This positive outlook reflects the expectation of steady EBITDA growth over the next 12-24 months, driven by JD.com’s strengthening sales of non-electronics and home appliance products and the increasing contribution from JD Logistics. The retail business has seen healthy growth from both its mainstay electronics and home appliances segment as well as general merchandise.

JD.com has been focusing on introducing more third-party offerings to increase its product variety and to lower the average price point of its products. This strategy appears to be working well. JD Logistics has been a significant EBITDA contributor to JD.com, accounting for about 25% of JD.com’s EBITDA in 2024, an increase from 19% in 2023. This contribution is expected to accelerate further.

JD Logistics has been attracting more external customers through its package express and freight offerings, while also benefiting from the parent’s retail growth. The logistics subsidiary is aiming to cross-sell its warehousing and inventory management services to package express and freight customers, which could increase customer loyalty. External customers contributed 88% of JD Logistics’ revenue growth over the past three years.

JD.com’s EBITDA increased by approximately 20% with EBITDA margin increasing by 0.6 percentage point to 5.4% in 2024. Margins have improved from about 3.5% or less prior to 2022, and this trend is expected to continue, driven by improvements in supply chain capabilities and continued operational efficiency improvement at JD Logistics.

JD.com is expected to see healthy growth in 2025, driven by three key factors. First, the growth in general merchandise categories, which grew by 9.2% in 2024, due to solid growth from supermarket and apparel products. This growth rate is faster than the 4.9% growth in electronics and home appliances. Second, the rising third-party marketplace revenue, which grew by 6.4% in 2024. JD.com’s strategy of keeping commissions low to attract more merchants on its platform for third parties appears to be successful. Third, government subsidies are expected to stimulate consumer spending, from which JD.com could benefit disproportionally.

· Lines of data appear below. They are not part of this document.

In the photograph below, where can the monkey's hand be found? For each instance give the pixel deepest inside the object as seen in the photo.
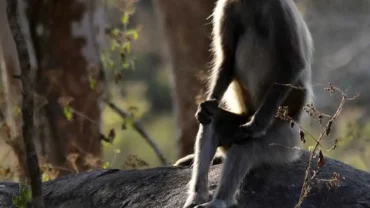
(207, 111)
(248, 131)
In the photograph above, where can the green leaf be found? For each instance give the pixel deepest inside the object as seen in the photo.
(115, 32)
(106, 165)
(24, 197)
(92, 82)
(125, 18)
(126, 65)
(68, 113)
(45, 177)
(133, 33)
(113, 45)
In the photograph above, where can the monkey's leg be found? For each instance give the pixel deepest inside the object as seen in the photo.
(205, 148)
(189, 160)
(278, 146)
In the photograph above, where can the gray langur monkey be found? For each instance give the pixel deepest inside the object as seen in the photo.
(262, 48)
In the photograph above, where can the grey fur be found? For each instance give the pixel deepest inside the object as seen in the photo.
(255, 42)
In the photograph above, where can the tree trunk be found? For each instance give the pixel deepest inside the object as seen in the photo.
(188, 32)
(65, 36)
(11, 93)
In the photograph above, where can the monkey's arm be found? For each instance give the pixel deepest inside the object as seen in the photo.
(226, 31)
(286, 40)
(225, 38)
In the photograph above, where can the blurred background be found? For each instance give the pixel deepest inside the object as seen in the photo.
(110, 71)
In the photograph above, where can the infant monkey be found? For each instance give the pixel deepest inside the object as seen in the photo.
(261, 49)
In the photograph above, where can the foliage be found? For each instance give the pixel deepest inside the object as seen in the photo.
(24, 197)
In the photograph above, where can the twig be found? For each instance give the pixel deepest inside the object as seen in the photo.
(27, 105)
(325, 132)
(140, 129)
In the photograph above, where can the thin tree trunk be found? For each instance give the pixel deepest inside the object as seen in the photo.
(65, 34)
(188, 31)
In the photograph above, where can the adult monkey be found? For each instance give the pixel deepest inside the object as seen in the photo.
(261, 47)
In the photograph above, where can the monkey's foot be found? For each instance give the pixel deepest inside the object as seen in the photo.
(217, 204)
(194, 199)
(206, 111)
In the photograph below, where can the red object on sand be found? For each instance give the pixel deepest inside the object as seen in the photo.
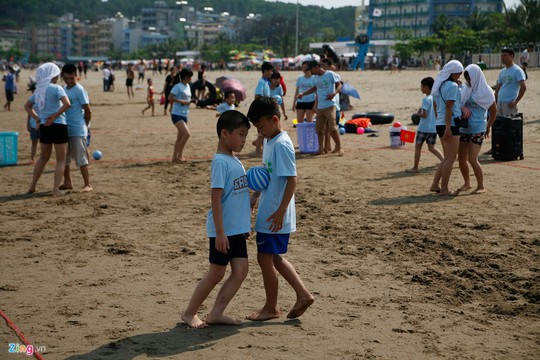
(407, 136)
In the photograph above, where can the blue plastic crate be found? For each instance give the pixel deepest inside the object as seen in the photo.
(308, 142)
(8, 148)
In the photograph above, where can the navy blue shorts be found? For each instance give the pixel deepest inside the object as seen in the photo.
(177, 118)
(238, 249)
(272, 243)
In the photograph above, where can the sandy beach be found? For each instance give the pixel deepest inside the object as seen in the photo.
(398, 272)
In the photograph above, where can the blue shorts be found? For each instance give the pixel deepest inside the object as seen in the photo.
(177, 118)
(237, 249)
(272, 243)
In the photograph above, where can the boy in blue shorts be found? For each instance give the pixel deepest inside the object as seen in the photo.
(227, 225)
(426, 131)
(276, 214)
(78, 118)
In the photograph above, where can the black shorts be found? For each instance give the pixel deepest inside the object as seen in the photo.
(53, 134)
(441, 128)
(304, 105)
(238, 249)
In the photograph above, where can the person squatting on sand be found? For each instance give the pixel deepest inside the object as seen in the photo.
(52, 102)
(228, 224)
(447, 96)
(477, 99)
(276, 214)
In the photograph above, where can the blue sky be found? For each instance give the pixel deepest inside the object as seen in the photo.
(340, 3)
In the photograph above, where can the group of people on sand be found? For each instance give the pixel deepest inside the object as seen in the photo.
(462, 115)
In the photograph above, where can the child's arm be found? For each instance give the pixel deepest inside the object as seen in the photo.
(277, 217)
(222, 243)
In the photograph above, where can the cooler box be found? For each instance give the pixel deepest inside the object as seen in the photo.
(8, 148)
(308, 143)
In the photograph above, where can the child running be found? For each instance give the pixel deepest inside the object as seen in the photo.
(227, 225)
(276, 214)
(426, 131)
(149, 97)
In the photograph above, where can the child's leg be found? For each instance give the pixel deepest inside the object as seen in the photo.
(44, 155)
(202, 290)
(474, 150)
(270, 309)
(417, 154)
(181, 140)
(304, 298)
(463, 154)
(239, 270)
(435, 151)
(61, 152)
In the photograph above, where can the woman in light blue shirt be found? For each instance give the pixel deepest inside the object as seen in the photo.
(478, 99)
(51, 102)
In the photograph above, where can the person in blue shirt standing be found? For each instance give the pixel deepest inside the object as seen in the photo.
(276, 213)
(426, 131)
(478, 99)
(510, 86)
(228, 224)
(447, 98)
(180, 97)
(78, 117)
(9, 88)
(52, 102)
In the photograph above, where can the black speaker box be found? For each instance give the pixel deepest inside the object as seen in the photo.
(507, 138)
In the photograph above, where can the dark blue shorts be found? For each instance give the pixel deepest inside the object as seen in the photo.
(237, 249)
(177, 118)
(272, 243)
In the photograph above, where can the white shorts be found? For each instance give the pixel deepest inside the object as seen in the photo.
(77, 151)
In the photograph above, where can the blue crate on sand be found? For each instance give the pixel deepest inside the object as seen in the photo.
(8, 148)
(308, 142)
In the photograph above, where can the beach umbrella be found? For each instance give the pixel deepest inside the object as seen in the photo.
(348, 89)
(235, 86)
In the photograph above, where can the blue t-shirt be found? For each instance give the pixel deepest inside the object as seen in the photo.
(277, 93)
(509, 79)
(75, 114)
(427, 124)
(326, 84)
(181, 91)
(477, 120)
(228, 174)
(263, 87)
(221, 108)
(279, 160)
(448, 91)
(304, 84)
(10, 82)
(52, 104)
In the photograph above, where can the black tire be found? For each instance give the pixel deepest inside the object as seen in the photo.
(211, 89)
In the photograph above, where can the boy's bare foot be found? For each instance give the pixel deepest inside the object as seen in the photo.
(264, 314)
(478, 191)
(221, 320)
(193, 321)
(300, 307)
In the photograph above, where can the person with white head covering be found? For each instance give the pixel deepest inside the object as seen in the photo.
(52, 102)
(447, 103)
(478, 99)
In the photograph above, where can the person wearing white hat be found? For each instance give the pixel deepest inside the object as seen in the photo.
(478, 99)
(447, 103)
(52, 102)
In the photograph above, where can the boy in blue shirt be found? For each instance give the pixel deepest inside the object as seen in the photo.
(276, 214)
(78, 117)
(227, 225)
(426, 131)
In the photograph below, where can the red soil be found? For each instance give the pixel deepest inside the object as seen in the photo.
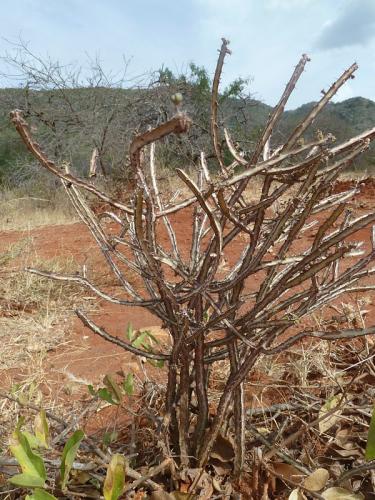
(89, 357)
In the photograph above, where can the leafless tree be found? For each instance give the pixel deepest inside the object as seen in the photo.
(251, 307)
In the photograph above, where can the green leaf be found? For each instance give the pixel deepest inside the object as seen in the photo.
(31, 464)
(109, 437)
(27, 480)
(68, 455)
(104, 394)
(128, 384)
(40, 495)
(32, 440)
(370, 445)
(41, 428)
(115, 478)
(158, 363)
(92, 391)
(326, 422)
(129, 332)
(113, 387)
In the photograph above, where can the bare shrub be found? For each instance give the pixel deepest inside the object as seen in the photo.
(242, 291)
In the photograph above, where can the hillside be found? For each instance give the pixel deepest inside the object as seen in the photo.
(71, 124)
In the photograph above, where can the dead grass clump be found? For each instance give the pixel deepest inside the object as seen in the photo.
(19, 210)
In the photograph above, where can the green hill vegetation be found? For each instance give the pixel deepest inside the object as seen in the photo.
(71, 122)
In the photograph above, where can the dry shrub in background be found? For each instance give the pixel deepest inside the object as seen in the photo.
(241, 292)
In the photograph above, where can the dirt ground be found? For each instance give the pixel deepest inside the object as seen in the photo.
(84, 358)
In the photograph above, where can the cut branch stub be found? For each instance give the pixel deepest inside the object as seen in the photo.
(242, 290)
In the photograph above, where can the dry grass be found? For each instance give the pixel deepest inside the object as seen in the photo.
(20, 211)
(34, 311)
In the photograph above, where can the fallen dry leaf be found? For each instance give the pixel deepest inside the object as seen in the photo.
(317, 480)
(341, 494)
(296, 495)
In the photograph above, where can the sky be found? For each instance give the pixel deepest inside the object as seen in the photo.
(267, 39)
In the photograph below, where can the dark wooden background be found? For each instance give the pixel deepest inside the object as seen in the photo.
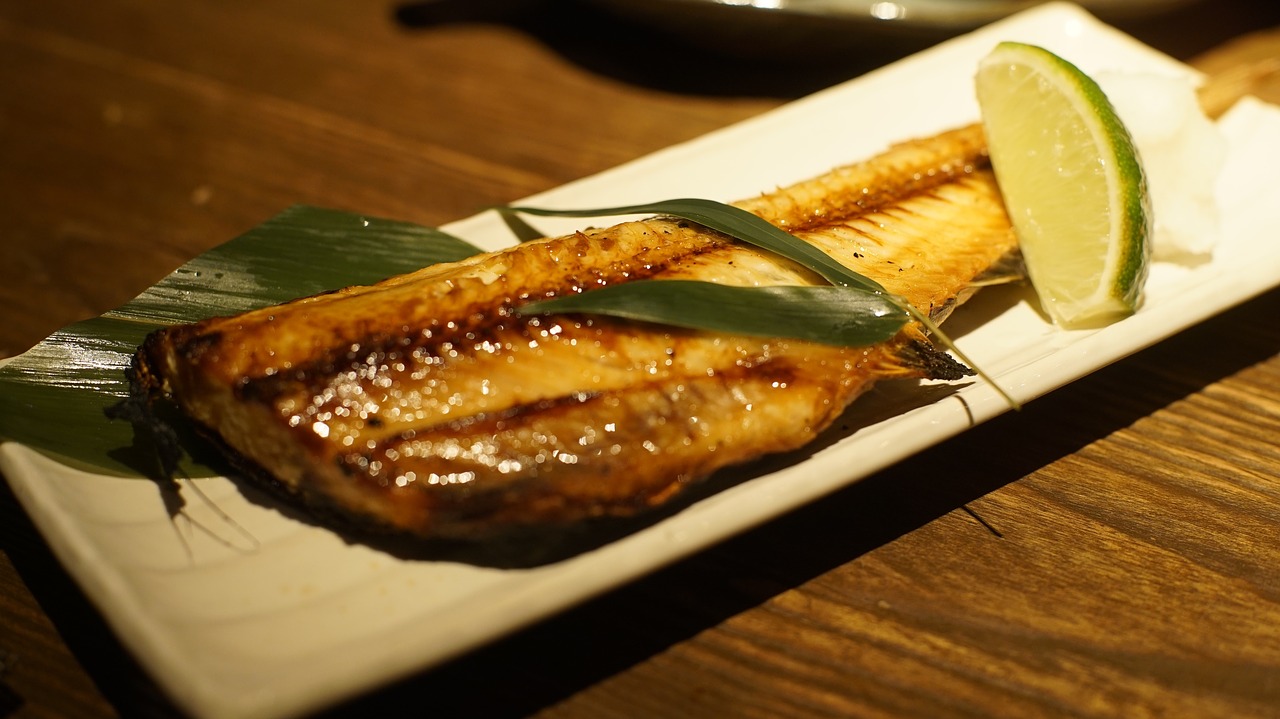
(1111, 550)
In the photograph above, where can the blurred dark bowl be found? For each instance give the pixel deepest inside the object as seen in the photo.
(821, 28)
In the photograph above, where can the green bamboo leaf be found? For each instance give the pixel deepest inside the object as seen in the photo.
(828, 314)
(736, 223)
(54, 395)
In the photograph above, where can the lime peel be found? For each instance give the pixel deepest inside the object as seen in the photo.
(1073, 183)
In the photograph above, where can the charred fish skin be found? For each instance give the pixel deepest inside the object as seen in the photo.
(424, 404)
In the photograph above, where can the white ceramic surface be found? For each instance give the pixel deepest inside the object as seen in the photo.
(252, 614)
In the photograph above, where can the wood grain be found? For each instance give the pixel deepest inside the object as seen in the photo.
(1111, 550)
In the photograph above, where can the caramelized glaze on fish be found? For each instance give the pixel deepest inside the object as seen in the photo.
(423, 404)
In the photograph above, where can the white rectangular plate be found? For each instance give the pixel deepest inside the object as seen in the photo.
(295, 618)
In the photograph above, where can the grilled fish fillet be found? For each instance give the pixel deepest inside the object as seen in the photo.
(423, 404)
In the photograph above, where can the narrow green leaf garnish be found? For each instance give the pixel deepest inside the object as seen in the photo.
(736, 223)
(827, 314)
(53, 397)
(754, 230)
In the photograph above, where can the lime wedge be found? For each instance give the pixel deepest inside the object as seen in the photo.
(1072, 182)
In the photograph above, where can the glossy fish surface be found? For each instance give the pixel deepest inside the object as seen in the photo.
(424, 404)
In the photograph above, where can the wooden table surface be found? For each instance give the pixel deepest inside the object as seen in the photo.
(1111, 550)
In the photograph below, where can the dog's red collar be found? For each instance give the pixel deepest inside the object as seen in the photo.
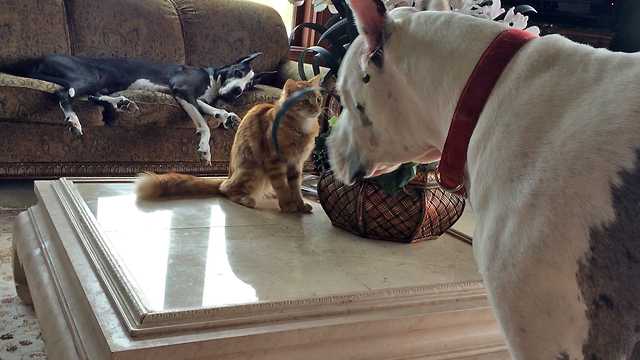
(450, 172)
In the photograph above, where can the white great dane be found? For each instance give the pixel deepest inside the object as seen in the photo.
(551, 169)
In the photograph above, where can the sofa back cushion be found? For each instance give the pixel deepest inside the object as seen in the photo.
(143, 29)
(31, 29)
(217, 32)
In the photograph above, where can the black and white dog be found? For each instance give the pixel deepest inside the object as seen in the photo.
(193, 87)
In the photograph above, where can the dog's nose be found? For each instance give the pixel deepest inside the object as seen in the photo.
(235, 92)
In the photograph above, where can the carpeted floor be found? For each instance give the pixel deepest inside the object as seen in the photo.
(20, 336)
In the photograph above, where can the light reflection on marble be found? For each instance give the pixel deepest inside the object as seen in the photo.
(208, 252)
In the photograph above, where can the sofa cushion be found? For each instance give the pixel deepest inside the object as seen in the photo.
(218, 32)
(32, 29)
(148, 29)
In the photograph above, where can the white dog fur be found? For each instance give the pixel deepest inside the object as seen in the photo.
(552, 171)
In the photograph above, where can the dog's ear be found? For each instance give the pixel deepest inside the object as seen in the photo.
(315, 81)
(375, 24)
(248, 59)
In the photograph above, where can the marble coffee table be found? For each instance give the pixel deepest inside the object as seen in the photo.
(115, 278)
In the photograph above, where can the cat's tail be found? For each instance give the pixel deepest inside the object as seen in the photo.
(149, 185)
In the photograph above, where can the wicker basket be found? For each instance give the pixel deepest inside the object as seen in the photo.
(419, 211)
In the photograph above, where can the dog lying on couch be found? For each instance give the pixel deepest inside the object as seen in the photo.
(194, 88)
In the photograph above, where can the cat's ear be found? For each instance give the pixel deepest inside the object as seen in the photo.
(315, 81)
(290, 87)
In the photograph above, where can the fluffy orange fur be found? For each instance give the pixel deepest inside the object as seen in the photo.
(255, 169)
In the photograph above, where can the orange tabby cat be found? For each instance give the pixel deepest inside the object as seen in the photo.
(254, 167)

JD.com plans to invest more to gain user traffic and enhance service quality. The company is investing in food delivery to create traffic for its platform, on-demand retail to support growth in the supermarket segment, and in logistics to enhance the timeliness of its retail deliveries. The company is investing in these areas to try and broaden its platform offering and strengthen customer loyalty.

Despite the increased investments, JD.com is expected to generate strong cash flow and maintain a sizable net cash balance. The group’s growing retail and logistics businesses should support strong free cash flow generation, at Chinese renminbi (RMB) 44 billion per year in 2025 and 2026, compared with about RMB48 billion in 2024. The drop is mainly due to higher capital expenditures for expansion.

JD.com’s net cash balance should remain sizable at more than RMB100 billion over the next three years. More importantly, the company has a track record of being flexible with the pace of its investments and it can slow down quickly if the market proves to be more challenging.

S&P Global Ratings may revise the outlook to stable if JD.com’s retail or logistics businesses weaken significantly, or if JD.com’s debt leverage increases close to 1.5x. This could be associated with the company adopting a more aggressive financial policy such as sizable debt-financed acquisitions or debt-financed shareholder returns. On the other hand, the ratings could be raised if JD.com demonstrates steady growth despite weakening consumer sentiment due to rising trade tensions.